The details of a Crawler node present in the workflow.

Fields

  • Crawls – An array of Crawl objects.

    A list of crawls represented by the crawl node.

TriggerNodeDetails Structure

The details of a Trigger node present in the workflow.

Fields

  • Trigger – A Trigger object.

    The information of the trigger represented by the trigger node.

Crawl Structure

The details of a crawl in the workflow.

Fields

  • State – UTF-8 string (valid values: RUNNING | SUCCEEDED | CANCELLED | FAILED).

    The state of the crawler.

  • StartedOn – Timestamp.

    The date and time on which the crawl started.

  • CompletedOn – Timestamp.

    The date and time on which the crawl completed.

  • ErrorMessage – Description string, not more than 2048 bytes long, matching the URI address multi-line string pattern.

    The error message associated with the crawl.

  • LogGroup – UTF-8 string, not less than 1 or more than 512 bytes long, matching the Log group string pattern.

    The log group associated with the crawl.

  • LogStream – UTF-8 string, not less than 1 or more than 512 bytes long, matching the Log-stream string pattern.

    The log stream associated with the crawl.

Node Structure

A node represents an AWS Glue component like Trigger, Job etc. which is part of a workflow.

Fields

  • Type – UTF-8 string (valid values: CRAWLER | JOB | TRIGGER).

    The type of AWS Glue component represented by the node.

  • Name – UTF-8 string, not less than 1 or more than 255 bytes long, matching the Single-line string pattern.

    The name of the AWS Glue component represented by the node.

  • UniqueId – UTF-8 string, not less than 1 or more than 255 bytes long, matching the Single-line string pattern.

    The unique Id assigned to the node within the workflow.

  • TriggerDetails – A TriggerNodeDetails object.

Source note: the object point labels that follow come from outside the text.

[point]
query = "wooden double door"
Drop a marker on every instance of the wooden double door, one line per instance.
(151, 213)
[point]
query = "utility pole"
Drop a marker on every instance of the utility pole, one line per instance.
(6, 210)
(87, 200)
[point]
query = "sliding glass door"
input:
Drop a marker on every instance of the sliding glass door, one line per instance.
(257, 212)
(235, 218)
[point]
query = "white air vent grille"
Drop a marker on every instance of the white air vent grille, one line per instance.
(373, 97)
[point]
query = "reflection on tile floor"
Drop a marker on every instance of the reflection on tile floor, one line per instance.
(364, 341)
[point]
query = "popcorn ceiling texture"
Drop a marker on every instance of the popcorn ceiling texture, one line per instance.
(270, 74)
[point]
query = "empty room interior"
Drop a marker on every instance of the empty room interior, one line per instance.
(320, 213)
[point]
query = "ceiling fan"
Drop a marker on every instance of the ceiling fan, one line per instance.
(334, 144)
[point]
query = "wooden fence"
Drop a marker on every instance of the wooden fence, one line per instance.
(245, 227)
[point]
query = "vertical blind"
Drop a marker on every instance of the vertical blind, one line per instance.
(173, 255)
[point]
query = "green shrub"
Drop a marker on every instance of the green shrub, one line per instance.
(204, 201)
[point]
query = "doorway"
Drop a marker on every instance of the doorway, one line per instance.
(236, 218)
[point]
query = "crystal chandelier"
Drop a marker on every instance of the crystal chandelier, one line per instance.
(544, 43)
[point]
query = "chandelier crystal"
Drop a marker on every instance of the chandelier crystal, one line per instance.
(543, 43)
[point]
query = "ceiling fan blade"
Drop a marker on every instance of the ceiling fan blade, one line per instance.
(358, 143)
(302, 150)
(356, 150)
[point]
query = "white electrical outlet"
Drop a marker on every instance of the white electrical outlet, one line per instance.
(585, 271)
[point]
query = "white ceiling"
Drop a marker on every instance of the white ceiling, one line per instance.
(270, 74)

    Details of the Trigger when the node represents a Trigger.

  • JobDetails – A JobNodeDetails object.

    Details of the Job when the node represents a Job.

  • CrawlerDetails – A CrawlerNodeDetails object.

    Details of the crawler when the node represents a crawler.

Edge Structure

An edge represents a directed connection between two AWS Glue components which are part of the workflow the edge belongs to.

Fields

  • SourceId – UTF-8 string, not less than 1 or more than 255 bytes long, matching the Single-line string pattern.

    The unique of the node within the workflow where the edge starts.

  • DestinationId – UTF-8 string, not less than 1 or more than 255 bytes long, matching the Single-line string pattern.

    The unique of the node within the workflow where the edge ends.

WorkflowGraph Structure

A workflow graph represents the complete workflow containing all the AWS Glue components present in the workflow and all the directed connections between them.

Fields

  • Nodes – An array of Node objects.

    A list of the the AWS Glue components belong to the workflow represented as nodes.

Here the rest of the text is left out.